Sunday, August 07, 2005

Premature Withdrawal Unsatisfactory

Heaven help me, I agree with PNAC - premature withdrawal leaves everyone unsatisfied.

Yet according to the New York Times:

In a classified briefing to senior Pentagon officials last month, the top American commander in the Middle East outlined a plan that would gradually reduce American forces in Iraq by perhaps 20,000 to 30,000 troops by next spring if conditions on the ground permitted, three senior military officers and Defense Department officials said this week.

General Abizaid also noted that troop levels in Iraq could stay the same as they are currently if the security situation did not warrant a drawdown.

The thing is, it is beginning to look increasingly like the "security situation" the administration are talking about is the security of Republicans in the 2006 election cycle.

Senior administration and Pentagon officials, as well as political leaders in both parties, say there is mounting anxiety over the $5 billion-a-month cost of the war, an overtaxed military, dismal recruiting in the Army and National Guard, dwindling public support for the operation, and a steadily growing number of casualties, punctuated this week by the death of 20 marines in two separate attacks in western Iraq.

"When you wake up in the morning and lose 14 marines, people say, 'What's going on?' " said Newt Gingrich, the former speaker of the House and a Republican, referring to the attack on Wednesday, when an armored troop carrier hit three stacked mines. "This is a very complicated equation." Mr. Gingrich, a member of a Pentagon advisory panel, said military casualties in Iraq could play a prominent role in next fall's Congressional elections.


And here is where I agree with the original neo-conners at PNAC. While the rightwing pundits have been increasingly parroting a line of "We do them no favors by keeping them dependent on us" - seemingly blithely forgetful that they were busy calling "traitors" at those liberals (I'm not one) who a scant few months ago called for troop withdrawal - over at PNAC Bill Kristol & Gary Schmitt wrote on 12th July:

there is no question that American forces are stretched thin. Having rejected any idea of significantly expanding the size of American ground forces, the Rumsfeld-led Pentagon is on the verge of breaking the backs of the National Guard and the active duty Army. Moreover, there is no question that the U.S. is ill prepared for another serious crisis that might require the use of American military forces.


But the cost of reducing troop levels in Iraq or Afghanistan will be high. Neither Iraq’s nor Afghanistan’s militaries will be ready to take on the burden of fighting their respective insurgencies in the time frame Secretary Rumsfeld is pushing for. Creating new and effective institutions like an Iraqi or Afghan army takes time, as does fighting an insurgency. Neither task here is at all impossible but, if rushed, we do risk ultimate failure for lack of patience.

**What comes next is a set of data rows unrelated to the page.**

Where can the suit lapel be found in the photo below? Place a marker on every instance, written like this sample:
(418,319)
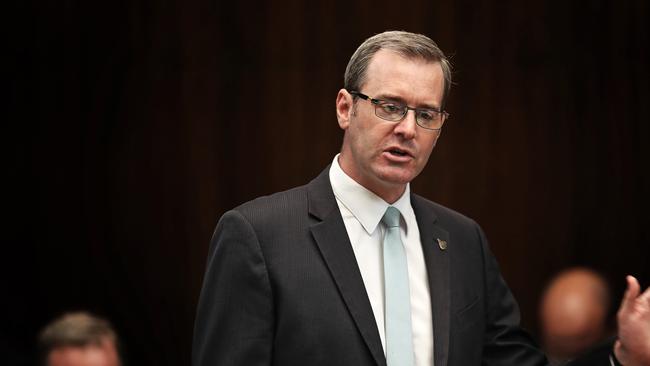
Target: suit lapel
(437,262)
(334,244)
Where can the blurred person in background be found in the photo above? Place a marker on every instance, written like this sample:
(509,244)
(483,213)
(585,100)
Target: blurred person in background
(79,339)
(574,314)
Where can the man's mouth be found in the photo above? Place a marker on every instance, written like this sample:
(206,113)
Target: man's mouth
(398,152)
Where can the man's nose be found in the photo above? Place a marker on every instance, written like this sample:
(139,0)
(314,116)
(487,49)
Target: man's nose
(407,127)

Secretary Rumsfeld has time and again said that he defers to his generals in Iraq about the number of troops needed. No one vaguely familiar with how decisions are made in this Pentagon believes that to be the case. And, indeed, as visiting members of Congress and military reporters have repeatedly reported from Iraq, the military officers there know quite well that more troops are needed, not less.


Now when liberals like me say stuff like that, we are accused of being defeatist and of aiding the enemy. Yet when Bill Kristol, editor of the Weekly Standard and Fox News talking-head says it - nary a murmur. Where Kristol and I diverge is that he sees the situation as purely due to Rumsfeld's incompetence - I see Rummie's boss as being equally behind this idiocy on behalf of party, not nation.

Come next spring, it's looking increasingly like the Bush administration will announce the Iraqis are ready whether they are or not and then begin withdrawing troops. They will then defend this move by a combination of "well, liberals wanted the troops out", pure spin of any signs that Iraqi security forces were not ready and that heady phrase "We do do them no favors by keeping them dependent on us."

Yet there is one question, and a highly important one, that I haven't seen asked yet.

Mr. Bush, if your administration withdraws troops next year, what will happen to the reconstruction effort? Will American contractors accept your assurances of the competence of Iraqi troops or will they pack up and come home?

To leave Iraq to slide into civil war would be bad enough. To also fail to fix the infrastructure we promised to fix would be to consign that nation to a generation of barbarism.